Le Frère Timoléon (Joseph) PETIZON
décédé le 8 mars 1999 à Wolxheim, âgé de 87 ans


Né : le 24 mars 1911 à Lepuix-Gy (90). Profès : le 9 septembre 1935, à Chevilly
AFFECTATIONS:
FRANCE: Chevilly, buandier (35-38) ; Mortain, forgeron, électricien, plombier (38-46) Cameroun: (les métiers divers de la construction, de la mécanique ou de l'entretien) Douala (46-49) ; Makak (49-61) ; Bonepoupa (61-67) ; Douala (67-68) ; Ekité (68-70) Mission St-André et Hôpital, entretien, transports dans la région (70-88) FRANCE: Blotzheim (78-79). DOUALA (Procure) (79-88). RETRAITE: Wolxheim (88-99)

Quand je pense à toi, cher Timo, j'évoque deux choses : ton camion et ton rire, aussi bruyants l'un que l'autre. De loin le camion disait ton approche : « Voilà Timo qui arrive ! » Quand on entendait un grand rire éclater, on savait : « Timo est à la maison ! »

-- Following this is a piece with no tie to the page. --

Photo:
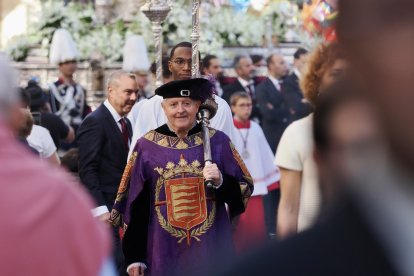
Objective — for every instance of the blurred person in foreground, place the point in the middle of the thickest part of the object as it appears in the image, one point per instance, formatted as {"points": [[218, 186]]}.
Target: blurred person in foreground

Tu savais rire, tu savais aussi travailler, énormément, sans rien craindre. Tu n'avais pas craint pendant la guerre de t'évader. Au Cameroun, tu n'as pas craint d'aller, avec un autre confrère, rechercher le corps du P. Courtecuisse, que les maquisards venait de tuer. Quand les policiers t'arrêtaient sur les routes, il te manquait toujours un papier, mais tu n'avais pas peur : tu trouvais les mots pour faire rire et obtenir de passer.

Tu ne craignais pas non plus pour ta santé : à force de chercher de l'eau, un puits, pour alimenter le petit séminaire, n'es-tu pas tombé totalement épuisé ? Tu ne craignais pas de passer toute la nuit dans ton camion. Même, une fois, je t'ai fait des reproches : n'avais-tu pas dormi dans ton camion à quelques centaines de mètres de la mission, te refusant à me réveiller ? Tu ne voulais ni gêner ni déranger personne !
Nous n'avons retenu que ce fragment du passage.